If I’m ok with a coal burning power plant providing good jobs for the people in my area, why should North Carolina care if the smoke blows their way? What’s more, why I should I have to give up any of the Chattahoochee’s water to Alabama and Florida? Let them get their own water. If I want a peace treaty with Iran then Governor Kemp can make it for me. There’s no reason to consider what the other forty nine states think, I believe in government close to home.
Just like that idjit clerk in Kentucky, if I don’t believe in a law, I’m not going to do it. I just don’t want to go to jail for my civil disobedience. I just want to wrap myself up in my religious cloak of invisibility and move through society unnoticed. Like the churches do at tax time.
All kidding aside, I think the Huckabees have a problem comprehending a document with more than ten rules to live by. The U.S. Constitution currently has twenty seven amendments, or rules, all voted and ratified by each state. Has anyone ever taken their religion to all fifty states and asked for a straight up and down vote to see what the majority of the residents feel? I don’t think so.

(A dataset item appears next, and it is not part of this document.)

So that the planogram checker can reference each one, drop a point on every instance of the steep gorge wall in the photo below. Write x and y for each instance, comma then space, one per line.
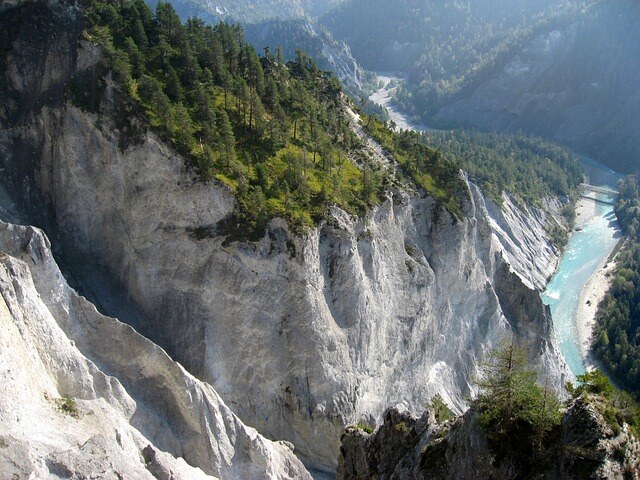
299, 335
86, 395
576, 84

To simplify things, I’d like to direct the Huckabee family to the words of their main guy, Jesus. Jesus laid down the relationship between citizens and their government in Matthew 22:15-22. The phrase “render unto Caesar what is Caesar’s and unto God what is God’s” pretty much covers the subject for me.
Apparently, 2000 years ago Jesus recognized there would be conflicts between what the converted wanted to do and what their responsibility as citizens required. For you true believers out there, if your conscience won’t allow you to keep the law, do what I do, go to jail.